The state Legislature's MNsure oversight committee met Wednesday and lawmakers had questions about the health exchange's budget situation.

The Associated Press reports MNsure leaders have not been able to answer how much more the health exchange is expected to cost or how it will be paid for, but stressed to lawmakers they are working on coming up with answers.

KARE 11 health exchange executives told lawmakers they have made progress on fixing problems with the website and call center.

"By adding significant capacity to our call center staffing, MNsure is taking a crucial step to improve customer service and ensure that Minnesotans who want coverage beginning March 1 get the help they need to meet the upcoming Feb. 15 deadline," MNsure's acting CEO Scott Leitz told KARE.

MNsure leaders told lawmakers Wednesday that 98 percent of people are now able to navigate the website with only a 4 to 5 percent error rate, according to FOX 9. Also they said call center wait times have been reduced to 5 to 15 minutes.

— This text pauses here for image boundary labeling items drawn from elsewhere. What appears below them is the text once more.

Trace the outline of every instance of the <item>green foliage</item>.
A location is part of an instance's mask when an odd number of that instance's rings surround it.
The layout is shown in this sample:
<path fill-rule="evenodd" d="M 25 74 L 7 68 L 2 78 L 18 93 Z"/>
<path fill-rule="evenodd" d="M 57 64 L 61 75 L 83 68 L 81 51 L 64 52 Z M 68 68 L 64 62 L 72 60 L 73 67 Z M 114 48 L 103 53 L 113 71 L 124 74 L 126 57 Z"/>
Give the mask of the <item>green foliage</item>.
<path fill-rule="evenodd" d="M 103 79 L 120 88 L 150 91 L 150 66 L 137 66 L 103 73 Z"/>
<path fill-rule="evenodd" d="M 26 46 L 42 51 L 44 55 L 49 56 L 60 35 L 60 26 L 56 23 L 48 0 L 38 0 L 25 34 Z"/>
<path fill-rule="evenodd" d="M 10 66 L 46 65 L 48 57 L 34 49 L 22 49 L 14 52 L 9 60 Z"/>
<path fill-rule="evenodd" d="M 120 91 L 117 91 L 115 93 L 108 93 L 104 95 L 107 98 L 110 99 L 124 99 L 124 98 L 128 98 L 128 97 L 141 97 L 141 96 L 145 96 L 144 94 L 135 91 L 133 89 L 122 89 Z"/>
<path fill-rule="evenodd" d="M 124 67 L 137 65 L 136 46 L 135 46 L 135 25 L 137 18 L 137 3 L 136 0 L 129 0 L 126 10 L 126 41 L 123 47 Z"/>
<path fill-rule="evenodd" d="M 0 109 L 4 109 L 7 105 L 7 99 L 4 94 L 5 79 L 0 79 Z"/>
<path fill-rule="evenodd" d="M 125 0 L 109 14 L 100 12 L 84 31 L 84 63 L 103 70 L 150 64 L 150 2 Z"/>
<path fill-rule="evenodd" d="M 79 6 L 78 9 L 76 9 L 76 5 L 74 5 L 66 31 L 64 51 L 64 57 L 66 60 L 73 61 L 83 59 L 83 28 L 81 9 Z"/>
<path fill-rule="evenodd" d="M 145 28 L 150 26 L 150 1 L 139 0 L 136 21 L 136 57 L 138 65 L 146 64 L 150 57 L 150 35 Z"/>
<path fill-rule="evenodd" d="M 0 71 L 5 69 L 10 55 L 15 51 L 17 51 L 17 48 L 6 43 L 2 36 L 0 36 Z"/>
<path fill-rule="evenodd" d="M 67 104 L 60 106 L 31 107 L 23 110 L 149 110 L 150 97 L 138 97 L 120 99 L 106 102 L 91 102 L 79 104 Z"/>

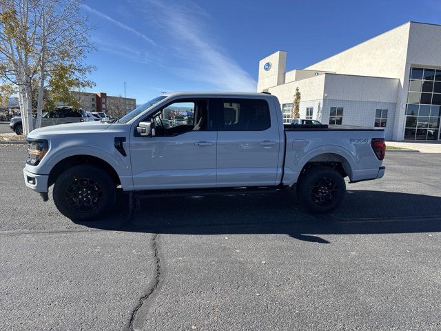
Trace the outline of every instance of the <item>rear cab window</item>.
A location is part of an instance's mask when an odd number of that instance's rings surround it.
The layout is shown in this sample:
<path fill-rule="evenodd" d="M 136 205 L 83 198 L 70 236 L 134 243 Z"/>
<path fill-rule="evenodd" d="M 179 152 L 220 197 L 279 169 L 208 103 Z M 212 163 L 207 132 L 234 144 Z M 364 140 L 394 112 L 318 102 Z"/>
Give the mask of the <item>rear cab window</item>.
<path fill-rule="evenodd" d="M 266 100 L 219 99 L 216 127 L 219 131 L 263 131 L 271 127 Z"/>

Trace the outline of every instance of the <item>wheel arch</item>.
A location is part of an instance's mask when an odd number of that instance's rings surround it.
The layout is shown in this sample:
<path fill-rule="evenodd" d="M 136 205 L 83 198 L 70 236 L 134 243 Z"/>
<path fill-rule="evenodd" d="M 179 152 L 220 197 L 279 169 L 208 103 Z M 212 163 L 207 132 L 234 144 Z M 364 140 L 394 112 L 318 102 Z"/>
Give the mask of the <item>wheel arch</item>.
<path fill-rule="evenodd" d="M 352 166 L 351 162 L 340 154 L 329 152 L 310 157 L 307 161 L 303 162 L 301 170 L 299 172 L 298 181 L 307 171 L 318 166 L 335 169 L 340 172 L 343 177 L 352 177 Z"/>
<path fill-rule="evenodd" d="M 121 183 L 118 172 L 116 172 L 115 169 L 108 162 L 93 155 L 79 154 L 67 157 L 59 161 L 50 170 L 48 186 L 50 186 L 55 183 L 57 179 L 63 171 L 73 166 L 79 164 L 94 166 L 99 169 L 102 169 L 110 175 L 115 185 L 118 185 Z"/>

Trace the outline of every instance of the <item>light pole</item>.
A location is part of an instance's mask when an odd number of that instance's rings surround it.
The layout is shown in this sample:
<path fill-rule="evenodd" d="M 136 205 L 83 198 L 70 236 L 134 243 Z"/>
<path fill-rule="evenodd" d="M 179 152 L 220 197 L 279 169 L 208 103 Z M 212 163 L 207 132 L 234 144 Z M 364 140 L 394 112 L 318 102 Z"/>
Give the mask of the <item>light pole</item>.
<path fill-rule="evenodd" d="M 124 82 L 124 114 L 125 114 L 125 81 Z"/>

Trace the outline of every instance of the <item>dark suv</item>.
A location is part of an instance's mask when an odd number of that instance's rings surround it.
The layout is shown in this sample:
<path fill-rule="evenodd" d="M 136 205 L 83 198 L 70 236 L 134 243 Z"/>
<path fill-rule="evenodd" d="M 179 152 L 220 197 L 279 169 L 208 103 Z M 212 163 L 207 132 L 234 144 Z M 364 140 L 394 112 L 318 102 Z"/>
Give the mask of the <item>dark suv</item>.
<path fill-rule="evenodd" d="M 35 115 L 34 116 L 35 125 Z M 81 109 L 74 109 L 71 107 L 57 107 L 50 112 L 43 111 L 41 116 L 41 127 L 65 124 L 67 123 L 85 122 L 88 114 Z M 17 134 L 23 134 L 23 124 L 21 117 L 17 116 L 11 119 L 9 127 Z"/>

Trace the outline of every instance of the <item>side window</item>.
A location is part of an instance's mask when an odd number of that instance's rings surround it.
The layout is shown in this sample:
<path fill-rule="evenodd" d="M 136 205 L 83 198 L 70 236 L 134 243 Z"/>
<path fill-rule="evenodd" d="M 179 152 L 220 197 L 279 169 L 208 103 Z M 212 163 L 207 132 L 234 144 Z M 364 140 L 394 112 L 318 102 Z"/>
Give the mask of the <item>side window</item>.
<path fill-rule="evenodd" d="M 224 99 L 220 106 L 217 126 L 220 131 L 263 131 L 271 127 L 265 100 Z"/>
<path fill-rule="evenodd" d="M 163 110 L 161 118 L 170 128 L 192 126 L 195 108 L 194 102 L 175 102 Z"/>
<path fill-rule="evenodd" d="M 213 123 L 209 119 L 209 106 L 216 103 L 210 100 L 179 99 L 164 107 L 151 117 L 155 122 L 156 134 L 175 136 L 212 129 Z"/>
<path fill-rule="evenodd" d="M 65 109 L 63 117 L 81 117 L 81 114 L 79 110 L 76 109 Z"/>

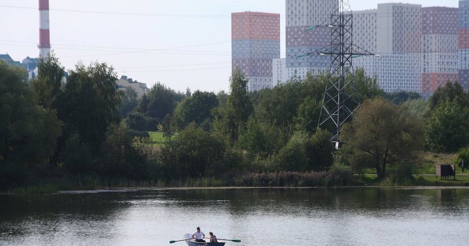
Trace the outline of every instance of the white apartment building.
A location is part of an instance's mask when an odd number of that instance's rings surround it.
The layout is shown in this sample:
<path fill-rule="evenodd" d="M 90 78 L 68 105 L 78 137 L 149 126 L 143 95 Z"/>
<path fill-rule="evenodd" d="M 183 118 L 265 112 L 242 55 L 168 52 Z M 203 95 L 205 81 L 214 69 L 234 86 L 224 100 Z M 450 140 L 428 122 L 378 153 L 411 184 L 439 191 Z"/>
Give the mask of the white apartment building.
<path fill-rule="evenodd" d="M 328 70 L 330 58 L 312 54 L 301 58 L 298 55 L 313 52 L 330 44 L 330 28 L 327 26 L 331 14 L 337 9 L 338 0 L 286 0 L 286 76 L 302 77 Z M 305 31 L 308 27 L 318 26 Z"/>
<path fill-rule="evenodd" d="M 381 56 L 358 57 L 353 61 L 354 66 L 362 67 L 367 75 L 377 76 L 380 87 L 387 92 L 421 92 L 422 6 L 383 3 L 378 4 L 377 9 L 352 14 L 354 20 L 356 16 L 357 19 L 354 21 L 355 44 Z M 364 20 L 367 19 L 371 21 Z M 364 30 L 369 30 L 365 31 L 368 34 L 360 32 Z M 372 34 L 374 30 L 376 36 Z"/>

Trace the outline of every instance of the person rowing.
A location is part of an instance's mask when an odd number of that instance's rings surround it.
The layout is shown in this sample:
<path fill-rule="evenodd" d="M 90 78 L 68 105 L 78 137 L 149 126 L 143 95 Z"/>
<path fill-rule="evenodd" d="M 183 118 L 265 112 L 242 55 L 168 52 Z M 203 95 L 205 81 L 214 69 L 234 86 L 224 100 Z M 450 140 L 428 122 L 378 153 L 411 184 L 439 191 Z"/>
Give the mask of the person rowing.
<path fill-rule="evenodd" d="M 209 234 L 210 235 L 210 243 L 218 243 L 218 241 L 217 241 L 217 237 L 215 237 L 215 235 L 214 235 L 214 233 L 210 232 Z"/>
<path fill-rule="evenodd" d="M 200 227 L 197 227 L 197 231 L 194 233 L 192 235 L 192 238 L 196 239 L 195 242 L 199 243 L 205 243 L 205 240 L 202 239 L 202 238 L 205 237 L 205 234 L 203 232 L 201 232 Z"/>

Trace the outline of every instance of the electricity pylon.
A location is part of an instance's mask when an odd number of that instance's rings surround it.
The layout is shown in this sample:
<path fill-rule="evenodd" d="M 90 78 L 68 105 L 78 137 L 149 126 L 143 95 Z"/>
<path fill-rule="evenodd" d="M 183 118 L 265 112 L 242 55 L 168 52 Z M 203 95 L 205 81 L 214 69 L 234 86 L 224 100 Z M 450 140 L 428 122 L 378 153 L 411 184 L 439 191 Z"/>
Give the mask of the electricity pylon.
<path fill-rule="evenodd" d="M 372 53 L 352 44 L 352 11 L 348 0 L 340 0 L 338 7 L 331 14 L 331 44 L 314 51 L 296 57 L 316 54 L 330 55 L 331 64 L 329 77 L 326 84 L 322 107 L 318 122 L 318 128 L 329 120 L 335 126 L 335 132 L 331 141 L 339 148 L 339 133 L 342 124 L 353 114 L 360 105 L 354 97 L 357 88 L 354 84 L 355 75 L 352 59 L 362 55 L 379 55 Z M 305 30 L 314 29 L 317 25 Z"/>

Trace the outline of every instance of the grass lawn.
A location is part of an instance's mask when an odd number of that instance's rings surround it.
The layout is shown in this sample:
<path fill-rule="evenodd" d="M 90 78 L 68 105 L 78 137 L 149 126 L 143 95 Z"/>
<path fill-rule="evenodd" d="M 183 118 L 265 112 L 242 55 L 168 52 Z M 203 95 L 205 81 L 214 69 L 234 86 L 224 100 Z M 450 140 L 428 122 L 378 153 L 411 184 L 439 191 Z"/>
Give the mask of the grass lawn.
<path fill-rule="evenodd" d="M 467 172 L 463 175 L 456 173 L 456 179 L 453 179 L 452 177 L 449 180 L 441 180 L 436 178 L 435 175 L 414 175 L 415 179 L 408 183 L 399 185 L 403 186 L 469 186 L 469 174 Z M 384 185 L 380 183 L 376 174 L 366 174 L 360 178 L 359 183 L 368 185 Z"/>
<path fill-rule="evenodd" d="M 414 183 L 416 185 L 423 186 L 469 186 L 469 175 L 458 175 L 456 173 L 456 179 L 453 179 L 453 177 L 450 178 L 449 180 L 441 180 L 439 177 L 438 179 L 434 175 L 414 175 L 415 180 Z"/>
<path fill-rule="evenodd" d="M 420 156 L 422 161 L 416 167 L 415 173 L 421 174 L 435 174 L 436 164 L 453 164 L 456 159 L 456 154 L 423 152 Z M 461 173 L 461 168 L 457 166 L 456 173 Z"/>
<path fill-rule="evenodd" d="M 162 132 L 148 132 L 152 140 L 152 145 L 163 146 L 166 144 L 167 140 L 163 136 Z"/>

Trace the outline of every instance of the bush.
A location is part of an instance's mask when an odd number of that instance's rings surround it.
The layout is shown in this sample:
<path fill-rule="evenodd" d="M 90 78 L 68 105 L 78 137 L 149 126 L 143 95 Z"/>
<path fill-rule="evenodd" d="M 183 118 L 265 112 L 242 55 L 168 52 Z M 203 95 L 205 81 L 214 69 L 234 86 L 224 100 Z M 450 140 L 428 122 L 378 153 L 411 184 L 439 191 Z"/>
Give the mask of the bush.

However, slower-than-expected enrollment numbers are pointing towards budget troubles in 2015 and 2016.

As of this week, about 92,000 Minnesotans have obtained insurance through MNsure, the Associated Press reports. The budget shortfall is expected to come due to more than two-thirds of enrollees that have purchased taxpayer-subsidized plans.

The remaining 29,500 enrolled in private insurance plans, well below the 70,000 predicted to be signed up in private plans by the end of March. Beginning in 2015, the money to fund MNsure is supposed to come from a premium tax on private plans sold on the exchange. The AP reports if enrollment trends continue, MNsure would have to find a funding source for potentially millions more to cover operating costs.

Problems have hampered MNsure's website and call center since the marketplace opened last October.

Interviews conducted by Minnesota Public Radio say MNsure's top officials, including former executive director April Todd-Malmlov, were stingy with information and ignored advice for improvement.

According to MPR, the state never tested the website on consumers before it went live.

Officials had expected MNsure to enroll up to 1.3 million people for insurance by 2016, but a recent review of the exchange by Optum found MNsure is unlikely to meet those goals.

MNsure leaders are expected to provide lawmakers with a proposed 2015 budget by March 15.